# Trim tex angles



## embella plaster (Sep 21, 2013)

Hey guys just a question i have always used trim tex adjustable corner bead and i am quite good at but i have a sample of trim tex magic angle just wondering what are the pros of magic corner as it seems to have more of a rounded centre edge pros and cons guys thanks


----------



## tjetson (Aug 12, 2011)

you use the rigid bead instead of paper tape in normal 90 degree corners? in bedrooms etc? i thought it was just meant for niches etc


----------



## embella plaster (Sep 21, 2013)

tjetson said:


> you use the rigid bead instead of paper tape in normal 90 degree corners? in bedrooms etc? i thought it was just meant for niches etc


No these are beads are splayed angles like for obtuse internals an raked ceiling of course i use paper in internals....and fibafuse...and ezybead i am asking for benefits of magic corner over adustable trim tex bead for slope angles


----------



## tjetson (Aug 12, 2011)

ah, haven't used the magic yet read a post saying it was a bitch to work with and just avoided it, been using wide flex 400 or no coat


----------



## gazman (Apr 29, 2011)

If you have a situation where you suspect movement, and you think there could be an issue with cracking. Then magic angle is the go to product. :thumbsup:


----------



## embella plaster (Sep 21, 2013)

Other wise would u stick to adjustable as its so sharp or magic on 45degree angle


----------



## gazman (Apr 29, 2011)

For normal obtuse 135 deg angles I use No-coat, I love the sharp line it gives. Easy to use too, load the angle with mud with my Tape Pro tube put the No Coat in and roll it then clean it off with my 4". Box the next coat with my 5.5" :thumbsup:.


----------



## cazna (Mar 28, 2010)

Are you rolling it with your ezy bead adjustable roller Gaz? Do you set it to the angle on the board first, Mud then roll it?


----------



## embella plaster (Sep 21, 2013)

gazman said:


> For normal obtuse 135 deg angles I use No-coat, I love the sharp line it gives. Easy to use too, load the angle with mud with my Tape Pro tube put the No Coat in and roll it then clean it off with my 4". Box the next coat with my 5.5" :thumbsup:.

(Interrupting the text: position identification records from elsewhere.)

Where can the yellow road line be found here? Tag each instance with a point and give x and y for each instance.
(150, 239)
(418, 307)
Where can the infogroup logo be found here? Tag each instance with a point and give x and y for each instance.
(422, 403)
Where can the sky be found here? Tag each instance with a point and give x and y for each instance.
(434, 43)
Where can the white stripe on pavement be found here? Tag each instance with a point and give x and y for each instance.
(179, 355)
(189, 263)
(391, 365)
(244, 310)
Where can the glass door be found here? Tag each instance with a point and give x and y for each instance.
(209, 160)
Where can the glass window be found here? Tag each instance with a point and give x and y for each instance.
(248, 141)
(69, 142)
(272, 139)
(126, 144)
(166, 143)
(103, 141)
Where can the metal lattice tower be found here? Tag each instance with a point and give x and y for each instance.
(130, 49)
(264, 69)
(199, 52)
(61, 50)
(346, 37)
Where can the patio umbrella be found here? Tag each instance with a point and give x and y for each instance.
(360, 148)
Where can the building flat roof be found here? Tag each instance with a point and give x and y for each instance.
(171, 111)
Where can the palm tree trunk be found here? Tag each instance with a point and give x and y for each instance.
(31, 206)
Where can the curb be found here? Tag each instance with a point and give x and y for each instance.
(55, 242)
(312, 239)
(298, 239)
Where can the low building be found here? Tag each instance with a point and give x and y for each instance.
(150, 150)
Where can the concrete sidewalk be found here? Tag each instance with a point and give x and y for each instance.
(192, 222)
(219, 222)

Sorry gaz it is 135 degree just googled it i dunno why some people call them 45 degree obtuse i get the no coat for external ones but internal do yo box them still?


----------



## gazman (Apr 29, 2011)

cazna said:


> Are you rolling it with your ezy bead adjustable roller Gaz? Do you set it to the angle on the board first, Mud then roll it?


Yes, spot on Caz.


----------



## gazman (Apr 29, 2011)

embella plaster said:


> Sorry gaz it is 135 degree just googled it i dunno why some people call them 45 degree obtuse i get the no coat for external ones but internal do yo box them still?


Yes, box them with the 5.5" DM utility box. I will be doing some this week, so if I remember we will get some video. :yes:


----------



## loudcry184 (Jan 26, 2014)

I box them with a DM 5.5 for the first coat and a Columbia 7 inch box the second coat, works sharp.


----------



## cazna (Mar 28, 2010)

gazman said:


> Yes, spot on Caz.


 Treasure that roller, I looked up ezy bead and they discontinued.


----------



## gazman (Apr 29, 2011)

cazna said:


> Treasure that roller, I looked up ezy bead and they discontinued.


I know.:yes:


----------



## gazman (Apr 29, 2011)

This is the video I promised. Ignore the bottom side the no coat was in the recess and the box was riding on the shoulder. The next coat fixed it. :thumbsup:

https://www.youtube.com/watch?v=w1J9p7iPfdE


----------



## embella plaster (Sep 21, 2013)

cazna said:


> Treasure that roller, I looked up ezy bead and they discontinued.


Found this floating in my box that i store auto tools only realised what it was once u guys spoke about it i have never ever used its about 5 years old....gonna start msb yeah


----------



## cazna (Mar 28, 2010)

gazman said:


> This is the video I promised. Ignore the bottom side the no coat was in the recess and the box was riding on the shoulder. The next coat fixed it. :thumbsup:


Don't know what im doing wrong? My 5.5 tears up the no coat paper, Only tried it a few times though, Mud was prob to thick so will have to give it another shot, My next jobs got some no coat in it.


----------



## cazna (Mar 28, 2010)

embella plaster said:


> Found this floating in my box that i store auto tools only realised what it was once u guys spoke about it i have never ever used its about 5 years old....gonna start msb yeah


 Cool, You have no use for it so send it to me :yes:


----------



## embella plaster (Sep 21, 2013)

Now i do didnt think to use it on trim tex mud set or no coat


----------